01
NOV
2025

La experiencia del asombro y del misterio



La experiencia del asombro y del misterio

“Algo más grande que yo me habita”

Hay momentos en la vida en que el alma se detiene, guarda silencio y se llena de asombro. Puede ser al contemplar un amanecer, al ver nacer un hijo, al mirar el cielo estrellado o al saberse perdonado. En esos instantes —breves pero luminosos— el corazón intuye que hay algo más grande que uno mismo, una presencia invisible que sostiene y llena de sentido todo.
Ese estremecimiento, ese “asombro sagrado”, es una de las experiencias más universales del ser humano. Es el punto en el que la razón calla y el alma se abre al misterio de Dios.

1. El asombro, origen de toda sabiduría

Los antiguos filósofos decían que el asombro es el principio de la filosofía. Quien se asombra, comienza a pensar. El que se habitúa a todo, deja de buscar.
También la fe nace del asombro: del reconocimiento de que la vida no es nuestra propiedad, sino un don.
Santo Tomás de Aquino enseñaba que el asombro es la emoción más cercana a la contemplación, porque nos saca de nosotros mismos y nos pone ante lo eterno.

“El hombre se asombra porque percibe que hay algo que lo supera.”
El creyente, entonces, no teme el misterio, sino que lo abraza como puerta hacia Dios.

2. El misterio que no anula, sino que eleva

Vivimos en una cultura que quiere explicarlo todo, medirlo todo, dominarlo todo. Sin embargo, lo esencial de la vida —el amor, la belleza, la fe— no se explica, se experimenta.
Dios no es un problema que resolver, sino un misterio que contemplar.
El misterio no anula la razón, la ensancha. Cuando la mente reconoce su límite, el corazón se abre al infinito.
Como decía San Juan Pablo II:

“El hombre no puede vivir sin asombro: cuando pierde la capacidad de asombrarse, se convierte en esclavo de lo inmediato.”

El misterio no es oscuridad, sino una luz demasiado intensa para nuestros ojos, una invitación a entrar más profundamente en la verdad.

3. El asombro que se transforma en encuentro

El asombro es el primer paso de la fe, pero no el último.
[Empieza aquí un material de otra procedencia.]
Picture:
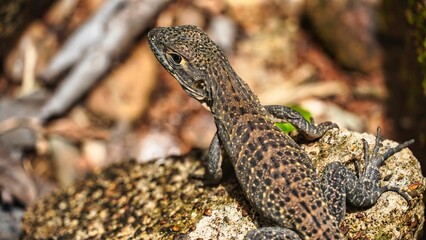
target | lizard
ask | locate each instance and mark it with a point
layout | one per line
(276, 175)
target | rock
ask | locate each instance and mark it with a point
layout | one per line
(158, 200)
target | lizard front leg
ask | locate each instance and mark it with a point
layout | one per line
(308, 130)
(339, 184)
(213, 164)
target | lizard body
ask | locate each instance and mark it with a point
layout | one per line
(275, 174)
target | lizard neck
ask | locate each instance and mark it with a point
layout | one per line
(233, 99)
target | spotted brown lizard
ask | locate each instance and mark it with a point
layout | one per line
(276, 175)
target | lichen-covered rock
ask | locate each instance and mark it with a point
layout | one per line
(158, 200)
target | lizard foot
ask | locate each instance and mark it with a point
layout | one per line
(272, 233)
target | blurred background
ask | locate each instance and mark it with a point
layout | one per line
(80, 88)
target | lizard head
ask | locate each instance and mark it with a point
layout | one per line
(188, 55)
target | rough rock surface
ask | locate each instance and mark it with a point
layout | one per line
(157, 200)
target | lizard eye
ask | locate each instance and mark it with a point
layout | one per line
(200, 84)
(176, 58)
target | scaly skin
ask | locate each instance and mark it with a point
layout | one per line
(275, 174)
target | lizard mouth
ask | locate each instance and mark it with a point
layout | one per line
(159, 50)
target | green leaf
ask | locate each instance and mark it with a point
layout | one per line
(288, 127)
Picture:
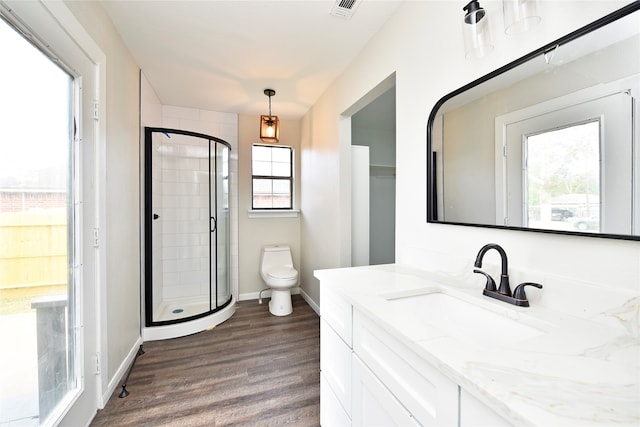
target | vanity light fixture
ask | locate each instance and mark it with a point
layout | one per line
(269, 125)
(476, 31)
(520, 15)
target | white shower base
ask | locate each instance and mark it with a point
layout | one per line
(190, 308)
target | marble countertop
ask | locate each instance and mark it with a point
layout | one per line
(576, 371)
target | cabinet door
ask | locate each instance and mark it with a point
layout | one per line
(335, 364)
(332, 414)
(373, 403)
(431, 397)
(474, 413)
(336, 312)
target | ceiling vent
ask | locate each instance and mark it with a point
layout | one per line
(344, 8)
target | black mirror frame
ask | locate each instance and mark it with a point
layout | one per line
(432, 206)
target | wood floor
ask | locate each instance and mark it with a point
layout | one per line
(255, 369)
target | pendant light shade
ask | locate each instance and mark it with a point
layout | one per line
(269, 124)
(520, 15)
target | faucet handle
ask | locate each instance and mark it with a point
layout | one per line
(491, 284)
(520, 295)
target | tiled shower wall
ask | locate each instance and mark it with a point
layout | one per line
(194, 179)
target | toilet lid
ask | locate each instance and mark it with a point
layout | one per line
(282, 273)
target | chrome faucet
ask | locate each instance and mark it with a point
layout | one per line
(503, 293)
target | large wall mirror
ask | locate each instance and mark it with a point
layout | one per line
(547, 143)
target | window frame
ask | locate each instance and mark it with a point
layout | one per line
(289, 178)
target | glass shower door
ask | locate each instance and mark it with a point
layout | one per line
(186, 237)
(220, 239)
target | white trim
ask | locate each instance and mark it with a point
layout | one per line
(311, 302)
(273, 213)
(118, 376)
(266, 294)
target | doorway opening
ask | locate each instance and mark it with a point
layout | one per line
(373, 181)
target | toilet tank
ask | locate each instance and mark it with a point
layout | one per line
(276, 256)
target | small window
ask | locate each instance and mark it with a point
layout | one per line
(272, 177)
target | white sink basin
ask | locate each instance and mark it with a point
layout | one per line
(461, 319)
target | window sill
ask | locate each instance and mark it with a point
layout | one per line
(273, 213)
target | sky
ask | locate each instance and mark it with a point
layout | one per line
(34, 109)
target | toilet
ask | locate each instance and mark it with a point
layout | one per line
(276, 269)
El alma que se deja tocar por el misterio está preparada para reconocer a su Autor.
Muchos santos comenzaron su camino espiritual con una experiencia de asombro:

  • San Francisco de Asís, al ver la hermosura de la creación.
  • Santa Teresa de Jesús, al descubrir el amor que la habitaba por dentro.
  • San Ignacio de Loyola, al contemplar la presencia de Dios “en todas las cosas”.

Cada uno de ellos comprendió que el misterio no está fuera, sino dentro, que “algo más grande que yo me habita” y me llama por mi nombre.
Ese “algo” tiene un rostro: Dios mismo, que mora en el alma en gracia.

4. El asombro como medicina del alma moderna

El mundo actual, saturado de ruido, tecnología y velocidad, ha perdido la capacidad de asombrarse. Todo parece ordinario, nada sorprende. Pero el corazón humano necesita el asombro como el cuerpo necesita el aire.
Solo quien se asombra puede orar, agradecer y amar.
El asombro nos devuelve la inocencia espiritual, la mirada limpia que ve a Dios en lo pequeño: en una sonrisa, en una flor, en un gesto de compasión.
Por eso, recuperar el asombro es volver a abrir los ojos del alma.

5. El misterio habitado por el Amor

El cristiano no teme el misterio, porque sabe que el misterio tiene un rostro: el de Cristo.
Jesús no vino a borrar el misterio de Dios, sino a revelarlo en el amor. En Él comprendemos que el infinito no aplasta al hombre, sino que lo abraza.
Cuando reconocemos que algo más grande nos habita, no perdemos libertad: la descubrimos.
Como escribió Santa Isabel de la Trinidad:

“El alma en gracia es como un cielo donde Dios vive y se complace.”
Vivir desde el asombro y el misterio es vivir sabiendo que Dios está dentro, no fuera.

Pensar

El asombro abre la puerta del alma a la verdad. En lo que nos supera, en lo que no entendemos del todo, comienza la experiencia de Dios.

Sentir

Permite que la maravilla vuelva a habitarte. Mira el mundo con gratitud y reconoce que en cada cosa buena late la presencia del Misterio divino.

Actuar

Haz hoy una pausa silenciosa: contempla algo sencillo —el cielo, una flor, una persona— y di con fe: “Señor, Tú estás aquí. Tu misterio me envuelve y me da vida.”